Every year of living is touched in some degree by loss. On the verge of a New Year, I find myself reminiscing over people and times passed. And also, the animals lost. Most recently, Nayborly Farms lost our faithful barn cat, Gin. I wrote this post to remember Gin before time ticks ever onward, and to honor the role of the little creatures in our lives, and in our barns…
Remembering Gin Kitty
Gin showed up unexpected one winter. We aren’t sure where he came from… Maybe the foreclosed house down the street. Possibly he was abandoned on one of the nearby logging roads. Whatever the case, he wandered onto the property and stuck around for good.
At first, he didn’t appear to be tame. We had no idea what sex he was, or if he had been handled by humans. We couldn’t get too close.
But he found a daily meal with us, and he stuck around. His comings and goings became a fixture in the routine of the farm. You’d see him crossing the field on his way to hunt, or find him peering down at you from the top of the haypile. For no particular reason, Kelsy named him “Gin.”
After Gin got used to a free meal per day, he started arriving on time each morning to eat. And he became a talker. Loud meows greeted the bearer of his breakfast. And eventually, farm owner Cheryl was able to stroke Gin for the first time as he ate his morning meal.

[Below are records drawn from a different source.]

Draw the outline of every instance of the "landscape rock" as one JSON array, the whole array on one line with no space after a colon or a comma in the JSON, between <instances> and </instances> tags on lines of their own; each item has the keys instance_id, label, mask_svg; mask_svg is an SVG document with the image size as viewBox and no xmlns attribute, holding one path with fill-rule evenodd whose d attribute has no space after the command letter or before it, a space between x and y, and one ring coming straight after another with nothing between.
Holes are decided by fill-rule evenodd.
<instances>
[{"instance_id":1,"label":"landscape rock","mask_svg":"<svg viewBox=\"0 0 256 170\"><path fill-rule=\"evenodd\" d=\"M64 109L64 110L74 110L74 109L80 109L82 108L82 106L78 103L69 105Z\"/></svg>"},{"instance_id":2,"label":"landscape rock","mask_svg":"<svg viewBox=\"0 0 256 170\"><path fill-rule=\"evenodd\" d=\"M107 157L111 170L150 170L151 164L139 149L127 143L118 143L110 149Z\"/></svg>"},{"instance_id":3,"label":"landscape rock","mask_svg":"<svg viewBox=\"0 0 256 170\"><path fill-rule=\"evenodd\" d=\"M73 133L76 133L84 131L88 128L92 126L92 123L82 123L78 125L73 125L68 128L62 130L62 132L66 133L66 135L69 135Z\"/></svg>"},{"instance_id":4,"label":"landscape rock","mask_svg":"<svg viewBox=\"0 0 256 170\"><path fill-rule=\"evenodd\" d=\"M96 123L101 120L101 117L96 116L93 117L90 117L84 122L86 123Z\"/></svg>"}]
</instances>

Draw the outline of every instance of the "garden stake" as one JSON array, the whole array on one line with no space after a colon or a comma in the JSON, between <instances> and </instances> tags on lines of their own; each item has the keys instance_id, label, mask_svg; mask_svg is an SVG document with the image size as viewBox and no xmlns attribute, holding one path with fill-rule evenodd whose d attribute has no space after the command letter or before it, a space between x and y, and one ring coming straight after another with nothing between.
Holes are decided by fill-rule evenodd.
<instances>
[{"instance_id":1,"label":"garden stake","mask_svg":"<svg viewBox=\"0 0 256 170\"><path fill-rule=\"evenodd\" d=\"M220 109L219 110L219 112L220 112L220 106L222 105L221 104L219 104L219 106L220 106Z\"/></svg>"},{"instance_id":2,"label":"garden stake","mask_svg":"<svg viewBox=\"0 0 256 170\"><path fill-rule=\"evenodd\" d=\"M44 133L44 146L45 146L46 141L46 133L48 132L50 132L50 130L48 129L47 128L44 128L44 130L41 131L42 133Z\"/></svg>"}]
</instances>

In one instant, and from that moment onward, Gin became a loyal companion to all of us at the farm. As good as any dog, he would walk out with us to the far corners of the property to catch horses. He’d sit nearby while we groomed, pace the perimeter of the arena as we rode, follow at our heels as we mucked paddocks.
It didn’t take long for us to recognize that Gin was a king of barn cats. Thick and sturdy with lean, well-used muscles, he was the most prolific hunter any of us had ever met. It became commonplace for him to bring his kills to the barn for consumption. He always ate them in entirety–tails, bones, and all. The only piece he would leave behind was a single green internal organ, plucked from the bowels of his rodent prey. Part of the daily barn chores became sweeping up those little organs scattered about the barn.
I’m not one to celebrate the death of animals, pests or otherwise, but it would be a disservice to Gin to gloss over his hunting accomplishments. He annihilated the population of rodents around the feed room, as well as the unappreciated starlings that had torn up the barn insulation. I once saw him decapitate a full-sized adult rabbit that he had killed. On another occasion, he sprang high into the air and caught a bird mid-flight. One summer afternoon I counted how many kills he caught and consumed–I counted six in the handful of hours that I was at the barn.
In the springtimes, the barn swallows dispatched a permanent patrol on Gin. At least two birds would tail him anywhere he went, chirping and screaming and swooping, alerting the other birds to his whereabouts at all times. He was respected and feared by other animals, including my Jack Russell Terrier, who learned to never chase cats, and my 1,o00 lbs. Thoroughbred horse, upon whom Gin once jumped from the ground.
But what made Gin such a character was his gentle side–the yin to the yang of this efficient killer. He was playful and gregarious. He frequently tussled with his favorite friend, the mini Australian Shepherd, Parker, who as a puppy was much smaller than other animals he routinely consumed. And he played all the time–running under our horse jumps, tossing hay into the air to chase, and swimming with the dogs in the summertime.
Gin would also sneak into the house to hang out… Watch a movie, take a nap. He had his own kennel outside with a heated floor, and he recieved a daily meal, fresh water, and vet care. He’d let anyone hold him. He enjoyed being rubbed. He’d purr and droll and knead your lap.
Gin always came around to the barn when new people stopped by to visit. Most folks would comment on his striking personality, preen and pet upon him, and whisper aloud how they wish they had a barn cat like him. We joked that we could have sold that cat ten times over. His popularity out-shined any other animal on the property–humans included.
A few weeks ago though, Gin didn’t turn up at the barn as usual. It’s clear to us now, like the passing of 2013 into 2014, that Gin is gone.
I like to think, of course, that Gin moved on to another farm, to another home, to another place that appreciates him as much as we did. But I know that Gin would not want to leave us. He was a part of the farm as we all are. Drawn by an instinctive sense of belonging and peace and routine. If he left, he did not leave willingly.
In all likelihood, in the end, Gin the Hunter, was hunted. After all, he patroled the edge of a vast wilderness. A wildnerness shared with other predators–coyotes, bobcats, bears… And you can call it a tall tale, but I think there’s only one animal that could have taken Gin. Only a cat feared by all in our area. A cat whose greatness, size, and power could out-match him: a mountain lion.
May Gin, and all those lost in 2013, rest in peace.